I got picked up with a slightly raised glucose level, and so I had to go and do the test for whether I had gestational diabetes, which involves fasting for twelve hours and then drinking this disgusting like Lucozade gone mad kind of drink, really, really sweet, sickly drink, and then you wait for two hours and they test your glucose levels again. And that was kind of, you know, one more thing you just thought you could do without. And I was okay, but one of the girls in our antenatal group had had a positive test from that, and so it was quite nice to be able to talk to her about that really... Because these things, once anything goes wrong or there's any kind of problem, they treat it so seriously - which is good - that you go from being this well person, as the GP described being pregnant at the start, to suddenly having a really kind of, something that's taken really seriously, that often leads to you spending time in hospital. And so that transition, I think, for the two or three people in our antenatal class who'd had any kind of problem - and I think all of us have quite minor problems compared to what can go wrong - it was really helpful to hear that that's how it had been for somebody else's minor problem.

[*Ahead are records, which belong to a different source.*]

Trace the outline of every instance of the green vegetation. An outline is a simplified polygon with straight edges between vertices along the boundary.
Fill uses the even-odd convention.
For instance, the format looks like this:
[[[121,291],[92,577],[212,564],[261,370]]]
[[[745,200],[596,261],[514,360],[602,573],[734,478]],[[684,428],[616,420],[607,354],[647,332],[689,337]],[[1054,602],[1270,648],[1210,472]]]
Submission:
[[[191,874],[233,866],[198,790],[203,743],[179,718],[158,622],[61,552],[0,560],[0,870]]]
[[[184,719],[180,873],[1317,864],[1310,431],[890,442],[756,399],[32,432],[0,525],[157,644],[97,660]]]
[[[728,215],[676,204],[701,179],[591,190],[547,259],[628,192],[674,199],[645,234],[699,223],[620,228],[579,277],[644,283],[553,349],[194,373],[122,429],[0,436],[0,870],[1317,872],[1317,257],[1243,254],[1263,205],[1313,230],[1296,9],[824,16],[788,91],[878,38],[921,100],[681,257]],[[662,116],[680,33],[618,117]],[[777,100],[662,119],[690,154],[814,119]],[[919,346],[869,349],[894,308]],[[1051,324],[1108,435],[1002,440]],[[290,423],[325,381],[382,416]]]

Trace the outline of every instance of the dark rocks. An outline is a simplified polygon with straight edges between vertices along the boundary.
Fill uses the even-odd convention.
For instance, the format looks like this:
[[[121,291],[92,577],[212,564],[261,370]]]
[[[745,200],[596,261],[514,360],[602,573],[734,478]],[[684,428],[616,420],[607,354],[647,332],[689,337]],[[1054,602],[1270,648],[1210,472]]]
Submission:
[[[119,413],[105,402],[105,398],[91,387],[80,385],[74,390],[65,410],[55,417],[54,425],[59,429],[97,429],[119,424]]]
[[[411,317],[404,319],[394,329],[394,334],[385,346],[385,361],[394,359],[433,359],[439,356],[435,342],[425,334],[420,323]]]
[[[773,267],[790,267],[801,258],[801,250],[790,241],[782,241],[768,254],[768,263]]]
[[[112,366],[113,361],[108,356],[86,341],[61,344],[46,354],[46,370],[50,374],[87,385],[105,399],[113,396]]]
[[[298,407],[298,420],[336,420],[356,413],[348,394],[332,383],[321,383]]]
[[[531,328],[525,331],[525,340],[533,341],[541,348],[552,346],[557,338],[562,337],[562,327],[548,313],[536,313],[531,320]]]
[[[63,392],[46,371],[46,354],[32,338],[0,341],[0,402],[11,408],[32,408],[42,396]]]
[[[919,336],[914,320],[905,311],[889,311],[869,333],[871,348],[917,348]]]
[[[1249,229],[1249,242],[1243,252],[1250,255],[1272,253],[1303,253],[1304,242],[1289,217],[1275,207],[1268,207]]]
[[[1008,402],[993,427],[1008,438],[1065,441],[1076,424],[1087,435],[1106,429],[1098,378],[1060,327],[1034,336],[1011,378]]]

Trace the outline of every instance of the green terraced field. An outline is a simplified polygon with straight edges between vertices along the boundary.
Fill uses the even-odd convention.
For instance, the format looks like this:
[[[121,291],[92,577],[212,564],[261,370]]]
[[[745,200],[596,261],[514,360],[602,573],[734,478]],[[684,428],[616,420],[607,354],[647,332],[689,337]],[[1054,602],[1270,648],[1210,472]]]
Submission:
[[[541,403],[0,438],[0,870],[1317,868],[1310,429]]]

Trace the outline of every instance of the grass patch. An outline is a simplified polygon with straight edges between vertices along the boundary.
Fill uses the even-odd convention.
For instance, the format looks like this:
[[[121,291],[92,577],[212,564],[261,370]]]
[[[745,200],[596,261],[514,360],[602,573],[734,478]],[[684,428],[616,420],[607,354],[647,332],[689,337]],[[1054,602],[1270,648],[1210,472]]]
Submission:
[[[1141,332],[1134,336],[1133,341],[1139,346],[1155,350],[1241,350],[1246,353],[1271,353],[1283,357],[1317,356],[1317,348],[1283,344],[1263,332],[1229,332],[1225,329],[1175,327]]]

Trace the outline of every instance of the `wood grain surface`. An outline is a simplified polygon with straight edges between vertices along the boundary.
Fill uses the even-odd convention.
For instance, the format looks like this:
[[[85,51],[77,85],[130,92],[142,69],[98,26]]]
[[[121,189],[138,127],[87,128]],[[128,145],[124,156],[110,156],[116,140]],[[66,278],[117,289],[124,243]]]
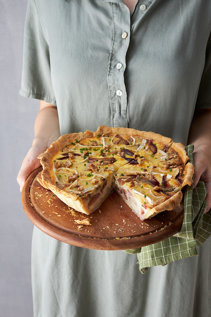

So even a minor problem can affect you in quite a major way?
Well, because of how they respond to it, and I'm not criticising how they respond to it, because the problems can be very serious and they, you know, they, so if you go to the doctor's with a headache normally, say, they just send you away, but if you go with persistent headaches in early pregnancy like somebody in our group had you, you know, can end up being in hospital. And so that's quite difficult because it's quite different from your normal experience...
I mean, I do feel with that that I'm not sure I needed to go through that, because I apparently had a very marginal thing that was picked up through just a normal blood screening thing that they do at however many weeks. And that was very worrying, I mean I spent a week worrying about that before I went to have it done, and it really wasn't that bad, but it would've been another thing
Did you only realise later that actually you were quite marginal or did you know at the time, before you went for the further test that it was very marginal?
It didn't, the number didn't mean anything to me. It had a number on it of 7 point something. And it was only when I was talking to my partner's father who is a diabetic, and he said that his reading when he first became a diabetic was 23 or something, that I thought kind of 7 probably was fairly low. And then I asked the midwife and she said, “Oh, you know, you've just gone over the edge of what we pick up, but because of the margins of error then we would always test at that kind of level."
So the midwife told you that after you'd already gone through the experience or...?
Before I went for the test because they'd, yeah
But you still felt?
I think because I - no it wasn't actually the midwife, it was the doctor because I - this all happened at the same time, exactly the same day that I had already started having this bleeding. So both things happened together, so when I went to the GP about the bleeding I asked him and he explained to me about what the letter meant and what a 7.1 reading meant. But there was certainly no feeling with that that you had any choice about going to do this test, which wasn't very invasive, but was really nerve-wracking - and was fine.